860C.00/1–1347

The Ambassador in Poland (Lane) to the Polish Minister for Foreign Affairs (Rzymowski)1

No. 852

Excellency: I have the honor to refer to the Embassy’s notes of August 19 and November 22, 19462 regarding the Polish national elections, to which no reply has yet been received, and pursuant to instructions from my Government to inform Your Excellency, as a signatory of the Yalta and Potsdam agreements, with particular regard to those sections of the two agreements which deal with the establishment of a Government in Poland, through the instrumentality of free and unfettered elections, of my Government’s continued concern over the pre-election activities of the Polish Provisional Government of National Unity. My Government is especially perturbed by the increasingly frequent reports of repressive measures which the Polish Provisional Government has seen fit to employ against those democratic elements in Poland which have not aligned themselves with the “bloc” parties.

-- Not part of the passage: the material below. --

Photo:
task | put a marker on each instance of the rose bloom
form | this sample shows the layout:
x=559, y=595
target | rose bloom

It is a source of regret to my Government that its previous efforts to call the attention of the Polish Provisional Government to its failure to perform its obligations under the agreement cited have not resulted in any change in the course which that Government has pursued in connection with pre-election political activities. According to informal information reaching my Government from various authoritative sources, these repressive activities on the part of the Provisional Government have now increased in intensity to the point where, if they do not cease immediately, there is little likelihood that elections can be held in accordance with the terms of the Potsdam agreement which call for free and unfettered elections “on the basis of universal suffrage and secret ballot in which all democratic and anti-Nazi parties shall have the right to take part and put forward candidates”.

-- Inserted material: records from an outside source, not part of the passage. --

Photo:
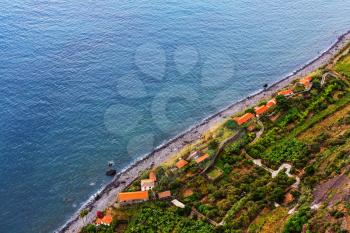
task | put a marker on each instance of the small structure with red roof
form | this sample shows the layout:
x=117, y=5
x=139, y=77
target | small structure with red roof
x=306, y=82
x=133, y=197
x=259, y=110
x=286, y=92
x=147, y=184
x=105, y=220
x=202, y=158
x=153, y=176
x=271, y=102
x=181, y=163
x=164, y=195
x=245, y=118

It is the view of my Government that this matter involves the sanctity of international agreements, a principle upon which depends the establishment and maintentance of peace and the reign of justice [Page 406] under law. The obligations with respect to the Polish elections which my Government assumed at Yalta and reiterated at Postdam, together with the Soviet and British Governments, and the obligations subsequently assumed by the Polish Government and frequently reiterated, provide for the conduct of free and unfettered elections of the type and in the manner described above. The fact that the subject matter of these agreements relate to elections in Poland is incidental. The essential fact is that they constitute an international agreement under which all four nations concerned have assumed obligations. I need hardly say that my Government is interested only in seeing that the Polish people have the opportunity to participate in a free and unfettered election and that my Government does not regard the results of such an election as being a proper concern of anyone other than the Polish people themselves.

My Government would be failing in its duty if it did not again point out that the continuation of the present policy of suppression, coercion, and intimidation as applied to political opposition in Poland constitutes a violation of the letter as well as the spirit of the Yalta and Potsdam agreements.

I avail myself [etc.]

Arthur Bliss Lane
  1. The source text was transmitted to the Department as an enclosure to despatch 1047, January 10, from Warsaw, not printed (860C.00/1–1347).

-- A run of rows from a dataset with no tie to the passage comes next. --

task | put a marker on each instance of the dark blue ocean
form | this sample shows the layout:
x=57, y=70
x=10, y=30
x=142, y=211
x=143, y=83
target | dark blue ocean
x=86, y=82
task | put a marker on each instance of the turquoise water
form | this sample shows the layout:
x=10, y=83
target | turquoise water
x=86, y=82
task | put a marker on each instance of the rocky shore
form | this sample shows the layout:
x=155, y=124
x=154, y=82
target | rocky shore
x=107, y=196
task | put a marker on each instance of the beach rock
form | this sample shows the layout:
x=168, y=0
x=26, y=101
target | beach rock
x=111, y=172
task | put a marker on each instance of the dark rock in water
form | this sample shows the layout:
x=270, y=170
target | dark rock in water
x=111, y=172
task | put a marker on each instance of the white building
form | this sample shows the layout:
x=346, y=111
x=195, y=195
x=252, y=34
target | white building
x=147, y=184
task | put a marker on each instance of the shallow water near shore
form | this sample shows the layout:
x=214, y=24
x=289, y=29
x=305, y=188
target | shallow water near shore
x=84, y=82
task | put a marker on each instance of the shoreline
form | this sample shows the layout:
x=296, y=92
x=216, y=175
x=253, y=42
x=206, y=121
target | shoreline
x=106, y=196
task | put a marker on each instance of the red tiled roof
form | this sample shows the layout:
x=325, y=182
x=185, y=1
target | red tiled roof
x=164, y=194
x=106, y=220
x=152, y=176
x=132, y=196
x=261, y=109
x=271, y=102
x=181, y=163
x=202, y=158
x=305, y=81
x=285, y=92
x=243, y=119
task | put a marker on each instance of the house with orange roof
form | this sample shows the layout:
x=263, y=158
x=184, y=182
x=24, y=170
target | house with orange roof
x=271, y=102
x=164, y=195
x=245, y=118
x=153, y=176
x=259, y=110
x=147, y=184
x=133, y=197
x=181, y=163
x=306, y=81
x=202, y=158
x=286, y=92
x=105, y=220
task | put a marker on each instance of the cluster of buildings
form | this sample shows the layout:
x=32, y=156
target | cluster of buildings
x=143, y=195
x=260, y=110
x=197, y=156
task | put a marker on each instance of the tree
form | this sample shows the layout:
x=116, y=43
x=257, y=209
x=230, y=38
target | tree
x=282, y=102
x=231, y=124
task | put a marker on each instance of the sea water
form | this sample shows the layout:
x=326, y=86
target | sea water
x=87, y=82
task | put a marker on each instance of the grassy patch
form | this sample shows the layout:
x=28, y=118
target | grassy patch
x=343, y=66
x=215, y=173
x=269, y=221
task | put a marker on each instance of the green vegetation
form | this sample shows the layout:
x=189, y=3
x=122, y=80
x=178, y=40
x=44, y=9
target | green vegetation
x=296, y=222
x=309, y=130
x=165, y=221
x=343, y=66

    On January 14, the British Embassy in Warsaw delivered a strong note to the Polish Government responding to an earlier Polish note containing allegations against the British Government and reminding the Polish Government of its obligations under the Yalta and Potsdam Agreements in connection with the forthcoming elections in Poland.

  2. For text of note of August 19, 1946, see Department of State Bulletin, September 1, 1946, p. 422. For text of note of November 22, 1946, see telegram 1095, to Warsaw, Foreign Relations, 1946, vol. vi, p. 517.